Ao ligar o rádio quando voltava de automóvel para casa – hoje, entre 19 e 20 horas – fiz uma involuntária comparação entre duas coisas que tornaram-se típicas em nosso país: 1 – a hora do Brasil; 2 – e a correção monetária.

A atual Voz do Brasil – chatíssima, desde a sua origem – começou a ser veiculada no dia 22 de julho de 1935, no governo Getúlio Vargas. A sua transmissão compulsória por todas as emissoras de rádio do país iniciou-se em 1938, e essa obrigatoriedade vem sendo questionada há cerca de trinta anos. Várias rádios conseguiram liminares para não transmitir o programa, dentre elas a Eldorado e a Antena 1 de São Paulo, havendo recursos que aguardam a decisão final do Supremo Tribunal Federal.

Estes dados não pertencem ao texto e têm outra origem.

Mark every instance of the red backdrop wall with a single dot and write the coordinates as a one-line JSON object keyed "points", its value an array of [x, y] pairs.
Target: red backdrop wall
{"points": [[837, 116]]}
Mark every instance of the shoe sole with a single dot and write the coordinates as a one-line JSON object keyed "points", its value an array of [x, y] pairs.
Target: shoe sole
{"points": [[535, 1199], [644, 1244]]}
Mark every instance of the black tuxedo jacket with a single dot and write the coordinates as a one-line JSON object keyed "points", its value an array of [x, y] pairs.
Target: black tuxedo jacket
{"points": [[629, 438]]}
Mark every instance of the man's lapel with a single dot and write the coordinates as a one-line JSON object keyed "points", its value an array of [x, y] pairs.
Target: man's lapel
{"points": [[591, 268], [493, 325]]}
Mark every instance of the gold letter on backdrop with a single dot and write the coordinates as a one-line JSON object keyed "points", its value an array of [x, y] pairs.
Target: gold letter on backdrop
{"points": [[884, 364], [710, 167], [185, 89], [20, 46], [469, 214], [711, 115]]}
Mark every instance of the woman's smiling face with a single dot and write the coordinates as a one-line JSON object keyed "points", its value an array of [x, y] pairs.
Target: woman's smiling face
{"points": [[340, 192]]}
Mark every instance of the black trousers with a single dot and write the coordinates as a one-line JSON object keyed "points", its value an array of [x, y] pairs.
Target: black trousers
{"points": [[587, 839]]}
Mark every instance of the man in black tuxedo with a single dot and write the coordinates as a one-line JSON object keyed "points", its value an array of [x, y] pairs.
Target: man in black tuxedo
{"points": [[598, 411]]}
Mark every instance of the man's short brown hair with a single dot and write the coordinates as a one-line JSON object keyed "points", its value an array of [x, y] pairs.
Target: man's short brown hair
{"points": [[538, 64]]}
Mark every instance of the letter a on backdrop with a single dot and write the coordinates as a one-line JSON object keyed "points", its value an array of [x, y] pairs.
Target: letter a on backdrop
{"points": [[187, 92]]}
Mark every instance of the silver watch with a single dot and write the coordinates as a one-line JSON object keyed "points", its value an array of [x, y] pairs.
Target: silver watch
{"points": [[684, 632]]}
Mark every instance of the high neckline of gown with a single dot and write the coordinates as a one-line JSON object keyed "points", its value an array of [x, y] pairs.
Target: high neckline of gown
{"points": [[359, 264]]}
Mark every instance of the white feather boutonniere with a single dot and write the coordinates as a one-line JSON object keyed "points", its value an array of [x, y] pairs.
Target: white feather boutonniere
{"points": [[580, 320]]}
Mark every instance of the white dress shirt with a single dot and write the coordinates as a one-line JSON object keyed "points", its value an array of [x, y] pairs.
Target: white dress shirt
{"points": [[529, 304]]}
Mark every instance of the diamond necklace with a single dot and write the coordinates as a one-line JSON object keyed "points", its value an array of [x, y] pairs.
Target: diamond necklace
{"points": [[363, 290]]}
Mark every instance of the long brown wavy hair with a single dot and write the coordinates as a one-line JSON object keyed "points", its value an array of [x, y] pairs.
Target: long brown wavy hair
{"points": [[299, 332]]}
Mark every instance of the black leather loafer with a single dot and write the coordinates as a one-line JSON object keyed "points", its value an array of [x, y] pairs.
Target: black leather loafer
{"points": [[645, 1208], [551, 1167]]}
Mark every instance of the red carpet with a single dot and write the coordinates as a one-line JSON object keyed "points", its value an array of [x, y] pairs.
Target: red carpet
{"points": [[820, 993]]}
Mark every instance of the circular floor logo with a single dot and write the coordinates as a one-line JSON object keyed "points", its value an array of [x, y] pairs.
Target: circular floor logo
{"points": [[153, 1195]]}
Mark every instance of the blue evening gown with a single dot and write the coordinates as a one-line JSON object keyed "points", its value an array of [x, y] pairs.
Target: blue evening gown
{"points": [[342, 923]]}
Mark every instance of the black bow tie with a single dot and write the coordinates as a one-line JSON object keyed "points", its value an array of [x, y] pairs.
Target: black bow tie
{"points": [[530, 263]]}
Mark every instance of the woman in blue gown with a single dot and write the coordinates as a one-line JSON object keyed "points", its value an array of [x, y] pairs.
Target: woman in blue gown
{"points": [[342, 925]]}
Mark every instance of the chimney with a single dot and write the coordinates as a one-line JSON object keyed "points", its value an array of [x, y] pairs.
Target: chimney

A Hora do Brasil, contudo, segundo a opinião predominante, não causa graves danos à Nação, ao contrário do que ocorre com a correção monetária, que – embora extinta juridicamente pelo Plano Real – sobrevive atualmente como uma ideologia e provoca muita perturbação por onde passa.

Refletindo sobre o gosto nacional por esses resíduos autoritários e sobre a preservação, até hoje, do caráter compulsório da transmissão da Voz do Brasil percebi porque – além do poder da “clientela” – é tão difícil virar definitivamente a página da indexação em nosso país.